Dive Brief:
- Amazon’s store brand grocery sales are performing well in some areas but faltering in others, according to a second-quarter sales report from One Click Retail. Coffee pods released under its new Solimo brand have been a hit, quickly breaking into the top 25 sales for the category and generating $60,000 in revenue per week. However, its Happy Belly line fell from the number 5 snack brand a year ago to number 16.
- Coffee, cold drinks and snacks remain the top-selling categories on Amazon.com, the report notes, accounting for more than $350 million in sales during this year’s second quarter. The three top-selling grocery items on the site are Original Donut Shop 72-count coffee pods, 12-packs of Soylent meal replacement shakes and 100-count packs of McCafé Premium Roast coffee pods.
- Amazon accounts for 18% of all online grocery sales — double the share of its nearest competitor — according to One Click Retail.
Dive Insight:
Despite having big ambitions in grocery, Amazon has a very small private label footprint in food and beverage. So to have a main brand like Happy Belly struggling is not a good sign, and could indicate a weakness for other retailers to exploit.
As Coresight Research points out, just 2% of Amazon’s private label offerings are in food and beverage. These comprise brands of items ranging from snack foods to frozen meals and a line of premium fresh meat. Compared to grocers like Kroger and Albertsons, which have hundreds of store brands and see upwards of a quarter of their volume and dollar sales in the channel, it’s clear the e-tailer lags in an increasingly important segment of the food business.
Amazon has other advantages, of course. But retailers are finding that store brands offer an opportunity to shore up loyalty, making it harder to pry them away for key purchases. Fifty-three percent of shoppers use store brands to determine where they shop now, versus 34% in 2011, according to sales and marketing company Acosta. Grocers see private label as a defensive maneuver against Amazon’s growth.

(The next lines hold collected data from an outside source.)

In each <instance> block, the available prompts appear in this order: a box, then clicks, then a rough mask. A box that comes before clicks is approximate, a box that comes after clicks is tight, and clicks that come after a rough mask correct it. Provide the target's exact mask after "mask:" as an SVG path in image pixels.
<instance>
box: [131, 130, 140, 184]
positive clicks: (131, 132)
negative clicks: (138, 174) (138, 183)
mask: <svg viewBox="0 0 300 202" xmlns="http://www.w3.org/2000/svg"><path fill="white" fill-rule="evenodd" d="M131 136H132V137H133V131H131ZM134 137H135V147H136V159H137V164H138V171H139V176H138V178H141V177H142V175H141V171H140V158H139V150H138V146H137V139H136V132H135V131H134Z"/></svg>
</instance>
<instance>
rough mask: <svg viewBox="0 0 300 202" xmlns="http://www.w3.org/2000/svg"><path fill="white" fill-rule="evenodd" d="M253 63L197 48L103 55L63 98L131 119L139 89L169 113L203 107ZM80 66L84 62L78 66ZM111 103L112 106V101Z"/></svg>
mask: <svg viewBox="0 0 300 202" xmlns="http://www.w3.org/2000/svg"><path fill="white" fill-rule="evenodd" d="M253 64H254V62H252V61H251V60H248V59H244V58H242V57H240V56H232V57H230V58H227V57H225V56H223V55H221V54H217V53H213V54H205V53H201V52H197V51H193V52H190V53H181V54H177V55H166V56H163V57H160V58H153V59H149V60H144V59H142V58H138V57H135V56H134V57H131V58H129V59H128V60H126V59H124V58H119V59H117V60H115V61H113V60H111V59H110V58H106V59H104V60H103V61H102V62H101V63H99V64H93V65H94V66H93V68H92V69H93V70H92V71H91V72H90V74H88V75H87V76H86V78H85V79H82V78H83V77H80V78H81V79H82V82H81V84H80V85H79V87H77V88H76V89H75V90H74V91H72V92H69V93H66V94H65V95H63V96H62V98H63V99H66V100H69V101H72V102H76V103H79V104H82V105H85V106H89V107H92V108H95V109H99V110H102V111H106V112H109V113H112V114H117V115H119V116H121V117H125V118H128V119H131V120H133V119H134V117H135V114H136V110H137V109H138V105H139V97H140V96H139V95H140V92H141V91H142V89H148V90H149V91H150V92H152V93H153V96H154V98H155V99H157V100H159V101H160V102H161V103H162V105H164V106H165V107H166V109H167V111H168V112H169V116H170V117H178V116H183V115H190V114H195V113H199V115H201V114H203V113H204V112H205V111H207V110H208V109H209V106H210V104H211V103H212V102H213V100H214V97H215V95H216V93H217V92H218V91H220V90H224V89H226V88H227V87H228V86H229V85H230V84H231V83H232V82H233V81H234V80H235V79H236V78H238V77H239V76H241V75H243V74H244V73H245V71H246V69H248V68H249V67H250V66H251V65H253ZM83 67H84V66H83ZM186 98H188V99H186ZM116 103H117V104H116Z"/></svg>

Whole Foods has pumped up Amazon’s grocery presence, with Prime membership deals and price cuts driving traffic to stores. And the grocer’s 365 Everyday brand is the top private label grocery line on the e-tailer’s website. As Whole Foods continues to develop new own brand offerings, they are likely to drive customers to stores and to Amazon’s site.
Still, Amazon needs to build its own grocery offerings beyond Whole Foods in order to be successful, and there are many problem spots. Growth of its Pantry service is flat, according to One Click Retail. Amazon recently converted Pantry into a subscription service, which could help boost sales from core customers — Amazon’s subscription-based revenue rose 50% in the fourth quarter of last year, Bloomberg reported — but it seems unlikely to expand its overall appeal. Meanwhile, AmazonFresh, the company’s grocery delivery service, has struggled to grow since its launch more than a decade ago.
Amazon sells a lot of beverages and snacks, but it’s not yet a destination for the truly profitable full-basket grocery shop. Building those larger orders through its online channels and Whole Foods stores is a priority for the company, but it faces some stiff competition along the way.
The company’s main challenger for full-basket trips is Walmart, which offers store pickup from hundreds of stores nationwide and plans to bring home delivery to 100 markets by year’s end. According to Coresight, nearly 22% of Walmart’s online shoppers said they purchased “most” or “all or almost all” of their groceries from the retailer, compared to just 12% of Amazon shoppers who said the same.
The e-tailer may be an online convenience store for most shoppers right now, but don’t expect that to last for long, given its Whole Foods assets.